December 10, 2025

Supermassive Black Hole Clocks Record Winds

Astronomers have detected the fastest black hole winds ever recorded, erupting from the core of the stunning spiral galaxy NGC 3783, located approximately 130 million light-years away.

At that galaxy’s heart lies a supermassive black hole (weighing an estimated 30 million times the mass of the Sun) that is so intensely active it is classified as an Active Galactic Nucleus (AGN).

Using the European Space Agency’s XMM-Newton and the JAXA-led XRISM space telescopes, researchers tracked a bright X-ray flare from the black hole.
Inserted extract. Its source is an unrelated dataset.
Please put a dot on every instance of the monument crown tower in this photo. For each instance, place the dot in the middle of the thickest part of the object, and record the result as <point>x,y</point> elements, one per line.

As the flare subsided, an incredible stream of ultra-hot plasma appeared, accelerating to a staggering one-fifth the speed of light (nearly 300 000 kilometres per second).

“For the first time, we’ve seen how a rapid burst of X-ray light from a black hole immediately triggers ultra-fast winds, with these winds forming in just a single day,” stated lead researcher Liyi Gu at the Space Research Organisation Netherlands.

The winds are believed to be caused by the AGN’s tangled magnetic field suddenly “untwisting”, similar to solar flares – electromagnetic radiation bursts in the Sun’s atmosphere – but on a colossal scale.

Understanding these magnetic processes and the resulting winds is critical, as these phenomena play a major role in shaping the evolution and star formation rate of their host galaxies throughout the universe.